She suggests that personal credibility is about substance: Showing people what you do, how you think, and how you can contribute. Wes adds:

In this way, you build deeper connections with people who believe in your work—which means stronger relationships, more control, and more opportunities.

Wes KaoWes Kao

In this podcast interview snippet with Nick Bennett, SparkToro’s Amanda Natividad echoes Wes’ sentiment: 

People generally don’t like the term [personal brand] because it sounds disingenuous and icky. Acknowledging the existence of your personal brand is admitting that you care what others think about you, and that you find ways to manage those expectations at scale.

Amanda NatividadAmanda Natividad

Benefits of building a personal brand

Wild as it sounds, building a solid personal brand gives you more control over your life.

A strong following could:

  • Expand your realm of influence, particularly in your area of expertise (i.e., be viewed as a subject matter expert).
  • Boost your credibility, in turn allowing you to promote your company/product better.
  • Build a loyal following independent of the company you’re working for (or if you own that company, create more positive sentiment towards it).
  • Open doors to job, networking, and investment opportunities.

Chiangmai SEO conference founder Matt Diggity shares some excellent points in his Facebook post on the topic, too.

Excerpt from Matt Diggity's Facebook post on the benefits of personal branding. Excerpt from Matt Diggity's Facebook post on the benefits of personal branding.

How to build a personal brand

There’s no linear path to building your personal brand.

As a precursor to the below steps, let’s first talk about finding your “voice.”

Wes and Matt both emphasize the importance of staying true to yourself. That means not crafting an online persona of who you think you should be.

I try to write like how I sound in person.
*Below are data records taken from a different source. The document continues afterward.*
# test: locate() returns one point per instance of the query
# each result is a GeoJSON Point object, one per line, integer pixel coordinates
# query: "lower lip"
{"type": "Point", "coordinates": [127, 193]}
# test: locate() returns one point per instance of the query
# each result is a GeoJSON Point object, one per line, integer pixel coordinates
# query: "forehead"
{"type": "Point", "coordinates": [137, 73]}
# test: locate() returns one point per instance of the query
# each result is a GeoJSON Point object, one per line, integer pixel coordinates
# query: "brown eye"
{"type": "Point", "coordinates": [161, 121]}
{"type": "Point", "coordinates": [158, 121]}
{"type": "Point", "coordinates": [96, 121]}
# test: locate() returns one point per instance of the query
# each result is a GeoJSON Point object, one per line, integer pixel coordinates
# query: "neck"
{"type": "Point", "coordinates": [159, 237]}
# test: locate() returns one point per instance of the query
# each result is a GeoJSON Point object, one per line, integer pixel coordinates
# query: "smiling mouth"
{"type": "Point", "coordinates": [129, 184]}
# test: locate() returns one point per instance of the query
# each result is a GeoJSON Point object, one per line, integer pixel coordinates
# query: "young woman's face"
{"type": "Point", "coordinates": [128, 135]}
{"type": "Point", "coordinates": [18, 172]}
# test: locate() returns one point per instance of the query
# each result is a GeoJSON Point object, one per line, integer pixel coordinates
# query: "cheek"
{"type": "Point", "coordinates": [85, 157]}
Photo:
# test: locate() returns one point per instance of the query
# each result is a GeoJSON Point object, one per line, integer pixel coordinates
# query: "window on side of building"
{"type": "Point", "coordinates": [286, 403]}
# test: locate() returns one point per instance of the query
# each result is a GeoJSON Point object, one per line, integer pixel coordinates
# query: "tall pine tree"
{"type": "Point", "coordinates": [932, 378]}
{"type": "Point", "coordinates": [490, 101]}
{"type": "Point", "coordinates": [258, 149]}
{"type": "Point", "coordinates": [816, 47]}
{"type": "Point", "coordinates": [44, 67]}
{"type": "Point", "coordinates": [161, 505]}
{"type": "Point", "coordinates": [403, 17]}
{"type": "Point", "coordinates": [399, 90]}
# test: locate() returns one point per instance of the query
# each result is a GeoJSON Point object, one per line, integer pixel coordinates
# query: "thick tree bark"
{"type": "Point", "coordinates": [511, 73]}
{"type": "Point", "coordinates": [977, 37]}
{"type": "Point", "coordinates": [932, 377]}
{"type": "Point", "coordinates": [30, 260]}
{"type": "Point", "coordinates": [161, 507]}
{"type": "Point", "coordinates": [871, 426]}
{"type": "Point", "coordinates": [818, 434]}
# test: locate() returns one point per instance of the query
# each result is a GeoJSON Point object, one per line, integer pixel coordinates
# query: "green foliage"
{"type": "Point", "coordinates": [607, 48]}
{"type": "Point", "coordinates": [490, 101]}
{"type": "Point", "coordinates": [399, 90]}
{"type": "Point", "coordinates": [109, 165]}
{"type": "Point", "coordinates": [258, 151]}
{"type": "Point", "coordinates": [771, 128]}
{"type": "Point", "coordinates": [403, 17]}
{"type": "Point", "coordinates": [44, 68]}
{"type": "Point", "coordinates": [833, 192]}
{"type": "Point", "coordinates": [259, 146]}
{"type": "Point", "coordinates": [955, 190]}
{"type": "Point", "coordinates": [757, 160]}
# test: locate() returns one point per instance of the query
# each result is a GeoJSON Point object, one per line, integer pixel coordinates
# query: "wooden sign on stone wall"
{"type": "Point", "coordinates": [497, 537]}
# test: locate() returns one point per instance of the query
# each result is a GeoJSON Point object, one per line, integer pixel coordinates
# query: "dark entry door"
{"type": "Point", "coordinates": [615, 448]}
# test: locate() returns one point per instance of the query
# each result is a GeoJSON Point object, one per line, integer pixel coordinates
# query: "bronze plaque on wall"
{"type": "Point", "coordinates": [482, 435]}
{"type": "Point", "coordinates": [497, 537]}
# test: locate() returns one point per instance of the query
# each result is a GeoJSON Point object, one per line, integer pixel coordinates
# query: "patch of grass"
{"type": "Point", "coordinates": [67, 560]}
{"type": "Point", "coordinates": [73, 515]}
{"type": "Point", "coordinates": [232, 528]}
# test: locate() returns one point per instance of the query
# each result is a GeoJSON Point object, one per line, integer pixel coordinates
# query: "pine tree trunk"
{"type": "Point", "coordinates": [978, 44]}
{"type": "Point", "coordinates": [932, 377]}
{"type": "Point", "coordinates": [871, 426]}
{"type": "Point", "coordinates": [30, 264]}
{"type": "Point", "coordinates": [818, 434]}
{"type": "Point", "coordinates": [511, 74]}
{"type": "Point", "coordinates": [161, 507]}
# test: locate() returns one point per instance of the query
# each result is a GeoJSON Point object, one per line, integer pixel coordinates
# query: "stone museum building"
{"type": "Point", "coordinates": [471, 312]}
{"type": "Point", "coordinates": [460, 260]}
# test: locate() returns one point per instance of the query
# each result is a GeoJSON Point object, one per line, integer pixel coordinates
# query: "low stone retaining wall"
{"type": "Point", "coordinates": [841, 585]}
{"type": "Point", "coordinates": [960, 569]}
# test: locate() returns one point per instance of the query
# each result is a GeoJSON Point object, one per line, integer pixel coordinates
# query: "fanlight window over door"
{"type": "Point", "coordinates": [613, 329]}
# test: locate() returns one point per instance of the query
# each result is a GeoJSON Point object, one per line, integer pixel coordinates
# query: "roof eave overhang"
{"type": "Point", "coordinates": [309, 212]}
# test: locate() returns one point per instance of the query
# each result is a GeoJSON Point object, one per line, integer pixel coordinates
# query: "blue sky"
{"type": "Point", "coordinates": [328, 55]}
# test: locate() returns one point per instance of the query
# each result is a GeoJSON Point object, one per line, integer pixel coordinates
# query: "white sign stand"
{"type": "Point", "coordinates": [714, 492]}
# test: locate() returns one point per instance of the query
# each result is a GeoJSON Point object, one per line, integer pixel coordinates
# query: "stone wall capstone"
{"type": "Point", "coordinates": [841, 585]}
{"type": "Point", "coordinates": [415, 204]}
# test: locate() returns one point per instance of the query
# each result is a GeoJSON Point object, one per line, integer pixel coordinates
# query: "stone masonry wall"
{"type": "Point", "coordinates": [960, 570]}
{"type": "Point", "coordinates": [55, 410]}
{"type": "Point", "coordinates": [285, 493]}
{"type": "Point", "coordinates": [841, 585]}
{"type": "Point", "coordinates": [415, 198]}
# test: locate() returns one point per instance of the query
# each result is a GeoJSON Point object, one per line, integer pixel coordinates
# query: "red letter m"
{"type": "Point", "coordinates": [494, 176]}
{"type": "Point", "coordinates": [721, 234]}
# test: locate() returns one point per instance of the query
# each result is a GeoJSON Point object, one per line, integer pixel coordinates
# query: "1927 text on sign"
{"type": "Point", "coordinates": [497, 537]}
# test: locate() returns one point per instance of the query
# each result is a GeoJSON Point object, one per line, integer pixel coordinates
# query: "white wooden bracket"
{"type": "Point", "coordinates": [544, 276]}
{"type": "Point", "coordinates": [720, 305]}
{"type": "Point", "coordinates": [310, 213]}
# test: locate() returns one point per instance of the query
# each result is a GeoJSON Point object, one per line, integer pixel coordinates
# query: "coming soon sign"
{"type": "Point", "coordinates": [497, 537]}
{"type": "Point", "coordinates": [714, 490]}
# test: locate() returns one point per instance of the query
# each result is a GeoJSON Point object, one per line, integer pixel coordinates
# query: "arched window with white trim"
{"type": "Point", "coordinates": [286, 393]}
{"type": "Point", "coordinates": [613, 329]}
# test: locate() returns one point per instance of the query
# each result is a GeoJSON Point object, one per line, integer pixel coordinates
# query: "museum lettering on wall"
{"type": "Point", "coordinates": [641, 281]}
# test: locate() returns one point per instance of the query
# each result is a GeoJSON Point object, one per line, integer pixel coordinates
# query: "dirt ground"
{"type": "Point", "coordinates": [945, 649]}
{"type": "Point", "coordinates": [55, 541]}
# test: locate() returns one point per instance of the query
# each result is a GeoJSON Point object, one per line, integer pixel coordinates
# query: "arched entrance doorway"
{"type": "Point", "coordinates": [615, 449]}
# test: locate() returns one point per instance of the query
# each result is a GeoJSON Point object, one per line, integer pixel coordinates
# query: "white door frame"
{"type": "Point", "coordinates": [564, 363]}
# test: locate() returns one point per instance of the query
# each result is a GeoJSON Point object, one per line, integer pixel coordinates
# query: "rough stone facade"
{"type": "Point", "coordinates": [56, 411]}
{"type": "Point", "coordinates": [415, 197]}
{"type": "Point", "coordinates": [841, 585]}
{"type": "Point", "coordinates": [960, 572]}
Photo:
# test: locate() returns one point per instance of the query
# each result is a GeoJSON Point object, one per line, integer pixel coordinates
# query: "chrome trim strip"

Talking and writing are different media, so you shouldn’t try to match the two in a literal sense, but you want to capture your overall spirit. For example, I have a hint of snark in my writing because that’s how I sound in person.

Wes KaoWes Kao

Matt echoes this sentiment: 

How I talk on the internet is how I talk IRL. If I’m not having a f**king blast on my YouTube videos, I won’t do them. It has to be fun.

Matt DiggityMatt Diggity

Keep this idea in mind as you go through the steps below.

Step 1: Position yourself 

Think of yourself as a product: What are your strengths, obsessions, and areas of expertise?

If you’re well-versed in technical SEO or a seasoned entrepreneur, these might be your unique selling points.

From there, double down on something you would be excited to think, write, and talk about for years—because “it will likely take years to get to where you want to go,” says Wes.

As an (optional) next step, consider solidifying your position with a spiky POV—a term coined by Wes, and which she cautions should be used with care.

A spiky POV is not about a contrarian hot take for the sake of it. In 2023, social platforms are flooded with hot takes and generic advice. I think about respecting the intelligence of my audience and teaching them something they don’t already know. A true spiky POV is rooted in deep expertise, including recognizing the limitations and counterpoints of your idea. This builds your reputation as someone who is rigorous and worth the time to engage with.

Wes KaoWes Kao

Here’s a LinkedIn post by Wes that combines all of the above: a unique perspective backed by her personal experiences, with a takeaway for the audience too. In other words—a spiky, worthy POV.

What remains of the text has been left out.